Egypt hits 'new low' on NGO restrictions
Since the ‘25 January Revolution’ of 2011 the Egyptian authorities have continued cracking down
Omar Robert Hamilton
NGOs in Egypt already face staggering restrictions, but this instruction is a new low
Hassiba Hadj Sahraoui, Amnesty International's Deputy Director for the Middle East and North Africa
A move by Egyptian authorities to prohibit national NGOs’ contact with foreign organizations without prior permission from security bodies represents a new low for freedom of association, said Amnesty International.
Amnesty International has obtained a copy of the letter. The vague language on “international entities” is likely to include both international human rights organizations and UN bodies.
“NGOs in Egypt already face staggering restrictions, but this instruction is a new low,” said Hassiba Hadj Sahraoui, Amnesty International’s Deputy Director for the Middle East and North Africa. “It is a disturbing indicator of what may lie ahead for human rights groups in the government’s new law.”
Under current legislation the numerous obstacles faced by NGOs include restrictions on registration and obtaining foreign funding. Drafts of new laws seen by Amnesty International tighten restrictions even more – in some cases severely limiting the ability of NGOs to conduct fact-finding visits and other essential activities, as well as further restricting funding.
“We fear that the authorities are yet again trying to push through legislation to stifle civil society to prevent criticism,” said Hassiba Hadj Sahraoui.

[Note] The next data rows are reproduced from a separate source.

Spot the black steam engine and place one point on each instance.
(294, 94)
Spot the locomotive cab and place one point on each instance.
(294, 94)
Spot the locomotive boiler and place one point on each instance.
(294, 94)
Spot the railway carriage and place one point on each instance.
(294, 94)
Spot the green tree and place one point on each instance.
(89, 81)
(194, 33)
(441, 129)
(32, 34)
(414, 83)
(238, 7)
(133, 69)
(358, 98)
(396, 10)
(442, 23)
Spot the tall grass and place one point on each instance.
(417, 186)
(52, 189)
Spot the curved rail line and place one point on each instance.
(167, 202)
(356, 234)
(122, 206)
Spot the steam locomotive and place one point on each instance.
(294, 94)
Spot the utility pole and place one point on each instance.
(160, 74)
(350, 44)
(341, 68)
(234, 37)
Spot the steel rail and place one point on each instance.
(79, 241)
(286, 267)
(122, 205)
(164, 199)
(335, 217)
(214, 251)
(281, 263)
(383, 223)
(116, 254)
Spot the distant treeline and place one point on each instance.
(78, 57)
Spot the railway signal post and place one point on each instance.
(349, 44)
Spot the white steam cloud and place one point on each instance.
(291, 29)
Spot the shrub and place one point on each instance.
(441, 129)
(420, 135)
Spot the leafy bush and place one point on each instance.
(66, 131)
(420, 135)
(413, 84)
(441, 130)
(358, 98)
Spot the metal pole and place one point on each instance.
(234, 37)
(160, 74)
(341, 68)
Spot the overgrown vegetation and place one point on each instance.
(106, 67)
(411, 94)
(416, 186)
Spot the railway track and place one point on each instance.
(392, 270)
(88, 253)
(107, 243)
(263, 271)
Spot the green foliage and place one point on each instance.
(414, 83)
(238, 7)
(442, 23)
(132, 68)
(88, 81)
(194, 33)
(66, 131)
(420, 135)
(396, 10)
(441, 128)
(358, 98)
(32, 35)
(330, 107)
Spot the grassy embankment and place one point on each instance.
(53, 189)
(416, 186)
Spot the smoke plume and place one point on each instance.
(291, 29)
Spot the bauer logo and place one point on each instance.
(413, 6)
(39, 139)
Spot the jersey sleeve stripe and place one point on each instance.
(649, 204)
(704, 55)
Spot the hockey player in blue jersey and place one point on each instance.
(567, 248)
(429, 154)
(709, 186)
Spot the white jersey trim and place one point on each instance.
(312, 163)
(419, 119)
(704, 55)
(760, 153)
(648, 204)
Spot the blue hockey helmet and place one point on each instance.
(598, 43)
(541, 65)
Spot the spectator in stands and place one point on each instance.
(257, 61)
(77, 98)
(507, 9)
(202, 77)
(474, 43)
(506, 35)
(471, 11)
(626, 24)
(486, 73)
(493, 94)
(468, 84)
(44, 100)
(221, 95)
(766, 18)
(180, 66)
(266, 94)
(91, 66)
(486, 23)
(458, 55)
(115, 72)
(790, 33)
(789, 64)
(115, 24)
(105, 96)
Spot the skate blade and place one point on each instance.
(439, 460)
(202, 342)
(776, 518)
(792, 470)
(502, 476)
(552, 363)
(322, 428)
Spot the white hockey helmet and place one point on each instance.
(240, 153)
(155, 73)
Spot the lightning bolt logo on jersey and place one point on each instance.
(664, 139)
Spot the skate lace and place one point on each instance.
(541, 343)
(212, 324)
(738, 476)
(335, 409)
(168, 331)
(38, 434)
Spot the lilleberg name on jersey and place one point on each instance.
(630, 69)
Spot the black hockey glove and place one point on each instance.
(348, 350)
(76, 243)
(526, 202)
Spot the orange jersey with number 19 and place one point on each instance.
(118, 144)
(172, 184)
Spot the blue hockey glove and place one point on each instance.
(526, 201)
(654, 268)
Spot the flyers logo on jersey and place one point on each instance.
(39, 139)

Since the ‘25 January Revolution’ of 2011 the Egyptian authorities have continued cracking down on international organizations and human rights groups.
In July 2011, the Egyptian government launched an investigation into the foreign funding of NGOs, leading to an unprecedented series of raids on both international and local civil society groups in December of that year.
Following the raids, 43 staff members of international organizations were put on trial on charges of operating without official registration and obtaining foreign funding without the authorities’ permission. Amnesty International has urged the authorities to drop the charges.
“The authorities must stop using independent civil society organizations as scapegoats for all the ills of Egypt,” said Hassiba Hadj Sahraoui. “Banning contacts with international ‘entities’ invokes Mubarak-era practices that the current President had pledged to break with.”
“We’re urging the Egyptian authorities to ensure that any legislation to replace the NGO law is in line with international law, respects the rights to freedom of expression and freedom of association, and is based on transparent consultations with human rights organizations and other NGO.”
Egypt’s government has recently faced criticism over another new draft law limiting freedom of assembly, amid reports of other restrictive laws being on their way.
The Egyptian Organization for Human Rights was refused government permission last year to work on a freedom of association project.